Mapping Mangroves with Modern Technology
Mangrove forests, known for storing vast amounts of CO2 and other greenhouse gases in their biomass and soils, play a pivotal role in our fight against climate change. Astonishingly, they harbor between four to 20 billion tons of organic carbon globally. But, given their remote nature and challenging terrain, obtaining precise carbon estimates for these tidal forests has been a tough nut to crack.
Traditional methods involve physically measuring a tree's height and diameter on-site, often amid mosquito swarms and murky, waist-deep sediment. And yet, these efforts could yield only rough estimates due to the forests' inherent variability.
Desiring a comprehensive and efficient solution, scientists from the Leibniz Center for Tropical Marine Research (ZMT) decided to leverage modern technology.
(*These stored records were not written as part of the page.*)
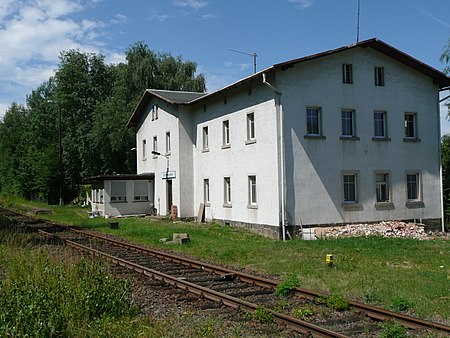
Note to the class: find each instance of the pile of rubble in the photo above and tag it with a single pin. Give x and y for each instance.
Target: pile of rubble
(383, 229)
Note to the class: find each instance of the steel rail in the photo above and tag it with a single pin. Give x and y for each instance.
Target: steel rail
(371, 311)
(230, 301)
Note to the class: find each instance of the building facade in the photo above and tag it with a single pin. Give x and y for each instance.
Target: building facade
(348, 135)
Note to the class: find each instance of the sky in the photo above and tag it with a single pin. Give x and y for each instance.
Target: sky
(34, 32)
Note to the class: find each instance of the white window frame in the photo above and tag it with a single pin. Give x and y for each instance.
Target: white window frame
(379, 122)
(348, 123)
(144, 149)
(411, 118)
(347, 73)
(137, 195)
(168, 145)
(350, 184)
(118, 197)
(205, 138)
(382, 187)
(155, 144)
(313, 119)
(227, 191)
(251, 134)
(226, 133)
(252, 192)
(206, 192)
(418, 186)
(379, 76)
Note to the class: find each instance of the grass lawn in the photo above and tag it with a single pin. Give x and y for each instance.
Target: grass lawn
(400, 274)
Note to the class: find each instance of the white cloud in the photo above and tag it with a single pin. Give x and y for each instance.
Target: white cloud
(302, 4)
(32, 35)
(194, 4)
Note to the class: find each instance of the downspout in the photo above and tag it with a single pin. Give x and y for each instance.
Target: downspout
(281, 152)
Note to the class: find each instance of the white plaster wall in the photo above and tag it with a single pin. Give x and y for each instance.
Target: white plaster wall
(167, 122)
(314, 167)
(239, 160)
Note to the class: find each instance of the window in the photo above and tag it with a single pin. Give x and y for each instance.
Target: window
(168, 143)
(226, 133)
(347, 74)
(140, 191)
(205, 138)
(118, 192)
(313, 121)
(250, 127)
(350, 188)
(144, 149)
(155, 143)
(252, 200)
(379, 124)
(206, 191)
(413, 186)
(379, 76)
(227, 191)
(155, 112)
(382, 187)
(348, 123)
(410, 126)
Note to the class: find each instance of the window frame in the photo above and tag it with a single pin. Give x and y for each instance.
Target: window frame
(206, 192)
(310, 130)
(347, 73)
(226, 134)
(118, 198)
(252, 192)
(352, 134)
(140, 198)
(355, 190)
(383, 124)
(168, 143)
(250, 124)
(408, 129)
(418, 186)
(227, 191)
(205, 138)
(379, 184)
(379, 76)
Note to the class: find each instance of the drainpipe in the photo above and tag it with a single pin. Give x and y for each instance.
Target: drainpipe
(281, 152)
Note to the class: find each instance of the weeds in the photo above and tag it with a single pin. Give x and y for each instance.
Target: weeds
(392, 330)
(285, 287)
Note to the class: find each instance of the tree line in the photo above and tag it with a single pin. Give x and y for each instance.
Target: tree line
(83, 109)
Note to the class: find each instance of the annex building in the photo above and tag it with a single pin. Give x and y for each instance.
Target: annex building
(348, 135)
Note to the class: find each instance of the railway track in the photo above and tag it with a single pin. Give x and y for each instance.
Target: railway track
(223, 286)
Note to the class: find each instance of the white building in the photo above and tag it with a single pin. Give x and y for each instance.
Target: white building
(348, 135)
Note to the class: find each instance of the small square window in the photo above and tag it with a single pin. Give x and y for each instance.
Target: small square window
(313, 119)
(347, 73)
(379, 76)
(350, 182)
(348, 123)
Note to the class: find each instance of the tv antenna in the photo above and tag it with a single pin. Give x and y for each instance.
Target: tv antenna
(357, 24)
(250, 54)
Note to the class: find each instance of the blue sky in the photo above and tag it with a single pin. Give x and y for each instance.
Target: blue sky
(33, 32)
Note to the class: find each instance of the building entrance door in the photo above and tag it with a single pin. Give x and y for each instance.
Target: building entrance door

“We were looking for new techniques to cover the entire forest area and enable regular monitoring,” reveals Daniel Schürholz, the study's lead author. “The more detailed the information about the trees in a forest, the more precise the calculation of stored carbon.”
A Game-Changing Approach in Utría National Park
The team's focus shifted to Utría National Park on Colombia's Pacific coast, home to vast mangrove forests. With assistance from park rangers and researchers from Colombia's Universidad del Valle, they deployed drones to capture aerial images of the forest canopy.
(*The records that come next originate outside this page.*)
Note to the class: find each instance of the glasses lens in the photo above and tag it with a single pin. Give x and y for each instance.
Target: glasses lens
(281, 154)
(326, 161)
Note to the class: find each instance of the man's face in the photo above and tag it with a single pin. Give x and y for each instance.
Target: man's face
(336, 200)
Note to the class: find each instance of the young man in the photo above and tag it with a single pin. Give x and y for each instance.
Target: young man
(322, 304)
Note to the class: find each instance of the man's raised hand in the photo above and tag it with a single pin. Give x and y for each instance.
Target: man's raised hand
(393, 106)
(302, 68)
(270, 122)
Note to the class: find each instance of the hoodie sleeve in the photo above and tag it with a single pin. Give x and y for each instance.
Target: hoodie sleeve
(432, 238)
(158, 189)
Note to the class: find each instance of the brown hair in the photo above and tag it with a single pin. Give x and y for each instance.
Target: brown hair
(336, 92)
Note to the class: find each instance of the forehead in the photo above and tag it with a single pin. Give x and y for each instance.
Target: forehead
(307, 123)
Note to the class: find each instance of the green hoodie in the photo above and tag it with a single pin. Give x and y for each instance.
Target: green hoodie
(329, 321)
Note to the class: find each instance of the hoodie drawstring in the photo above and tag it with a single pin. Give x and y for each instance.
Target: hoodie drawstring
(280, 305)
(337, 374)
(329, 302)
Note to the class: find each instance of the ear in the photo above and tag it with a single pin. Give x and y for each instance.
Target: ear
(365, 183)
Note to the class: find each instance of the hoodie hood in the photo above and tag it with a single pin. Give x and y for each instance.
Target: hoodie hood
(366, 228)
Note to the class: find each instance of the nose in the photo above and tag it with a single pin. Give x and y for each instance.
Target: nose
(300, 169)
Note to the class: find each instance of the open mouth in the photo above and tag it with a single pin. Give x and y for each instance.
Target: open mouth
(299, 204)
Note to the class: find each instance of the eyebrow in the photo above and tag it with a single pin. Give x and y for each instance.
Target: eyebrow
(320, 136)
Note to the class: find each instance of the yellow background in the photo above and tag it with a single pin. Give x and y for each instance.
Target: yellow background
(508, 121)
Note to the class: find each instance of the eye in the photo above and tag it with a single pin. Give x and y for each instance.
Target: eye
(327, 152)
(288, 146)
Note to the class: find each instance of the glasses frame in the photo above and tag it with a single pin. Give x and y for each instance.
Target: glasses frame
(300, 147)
Navigating a mangrove forest near Bragança in Brazil can be quite challenging. Photo by Martin Zimmer, Leibniz Centre for Tropical Marine Research.
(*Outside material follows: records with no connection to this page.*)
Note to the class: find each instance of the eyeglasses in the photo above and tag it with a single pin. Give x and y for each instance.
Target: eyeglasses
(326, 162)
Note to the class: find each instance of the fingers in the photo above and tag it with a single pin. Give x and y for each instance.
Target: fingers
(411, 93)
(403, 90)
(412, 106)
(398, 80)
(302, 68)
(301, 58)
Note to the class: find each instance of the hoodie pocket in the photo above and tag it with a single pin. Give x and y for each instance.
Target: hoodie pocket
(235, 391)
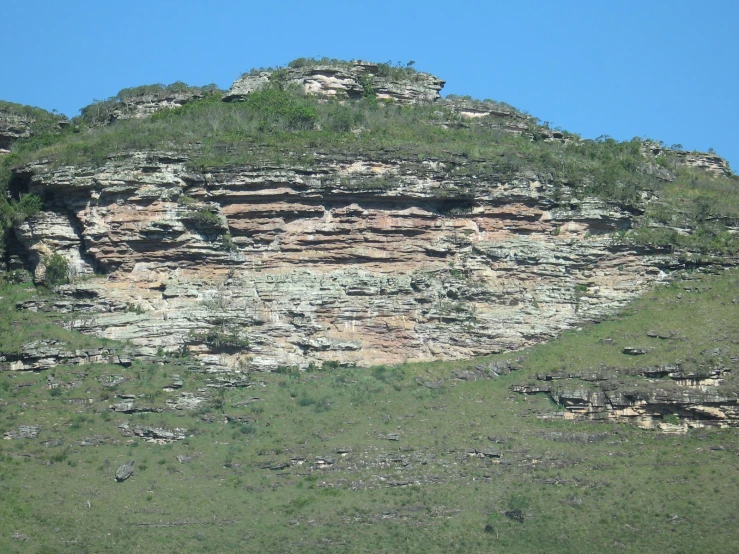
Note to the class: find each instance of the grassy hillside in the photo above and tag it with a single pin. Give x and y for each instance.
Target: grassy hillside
(688, 209)
(382, 459)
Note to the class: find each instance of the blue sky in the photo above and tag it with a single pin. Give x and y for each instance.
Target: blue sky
(651, 68)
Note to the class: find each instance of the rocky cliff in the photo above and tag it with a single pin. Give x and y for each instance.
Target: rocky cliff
(368, 260)
(19, 122)
(346, 81)
(374, 256)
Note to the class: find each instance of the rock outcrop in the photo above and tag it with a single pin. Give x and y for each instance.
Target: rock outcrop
(145, 105)
(12, 128)
(21, 122)
(346, 80)
(351, 260)
(669, 398)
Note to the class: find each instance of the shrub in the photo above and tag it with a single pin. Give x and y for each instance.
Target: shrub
(57, 270)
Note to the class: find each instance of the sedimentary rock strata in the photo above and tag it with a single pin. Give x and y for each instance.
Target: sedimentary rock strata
(356, 260)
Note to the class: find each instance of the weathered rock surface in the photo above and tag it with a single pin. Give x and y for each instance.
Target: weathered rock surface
(706, 161)
(45, 354)
(124, 472)
(687, 399)
(371, 260)
(23, 432)
(20, 122)
(145, 105)
(347, 80)
(12, 128)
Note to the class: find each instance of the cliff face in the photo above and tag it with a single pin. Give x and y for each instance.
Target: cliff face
(356, 260)
(345, 81)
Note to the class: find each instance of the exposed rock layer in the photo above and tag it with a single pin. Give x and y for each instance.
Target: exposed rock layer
(371, 260)
(343, 81)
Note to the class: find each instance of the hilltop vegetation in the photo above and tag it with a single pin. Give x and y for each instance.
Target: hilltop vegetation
(687, 209)
(424, 457)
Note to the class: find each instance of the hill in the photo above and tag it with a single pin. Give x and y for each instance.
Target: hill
(329, 298)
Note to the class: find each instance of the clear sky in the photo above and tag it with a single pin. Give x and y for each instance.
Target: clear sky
(663, 69)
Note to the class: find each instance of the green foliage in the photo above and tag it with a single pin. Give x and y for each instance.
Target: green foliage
(57, 270)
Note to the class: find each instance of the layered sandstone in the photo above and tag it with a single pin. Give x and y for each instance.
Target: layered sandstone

These high-resolution images were transformed into detailed mosaics back at ZMT in Bremen, outshining even the clarity of satellite imagery. The real magic, however, lay in the team's application of AI.
Schürholz shares, “Given the current advances in artificial intelligence, we decided to test cutting-edge techniques to automatically detect individual trees in the forest.”
The result? An AI workflow that could pinpoint individual trees, gauge their height, and assess the canopy's diameter. The outcomes were impressive.
“Using our AI workflow, we calculated, for example, that there are 19,717 trees of the endemic mangrove species Pelliciera rhizophorae in the area studied,” says Arjun Chennu, a ZMT habitat mapping expert.
Achieving such precision manually would have been almost impossible.
The Broader Implications and Future Endeavors
But it's not just about counting trees. Chennu points out that this fusion of Drone Technology and AI could also track illegal logging, detect invasive species, or monitor changes in animal and plant communities.
Their findings have broader implications: equipping conservationists with reliable data to bolster mangrove protection efforts. Schürholz is reportedly optimistic about the future.
“The current hype around cutting-edge AI algorithms should also be applied to environmental issues to improve our understanding of the natural world,” he advocates.
He envisions AI revealing intricate details about nature, enhancing our protective and sustainable management efforts. This method could transcend mangroves.
“We are providing a good blueprint for a system that can be used around the globe,” Schürholz notes.
From coral reefs to temperate forests, and even tracking animals, the potential applications are vast, promising a brighter future for environmental research and conservation.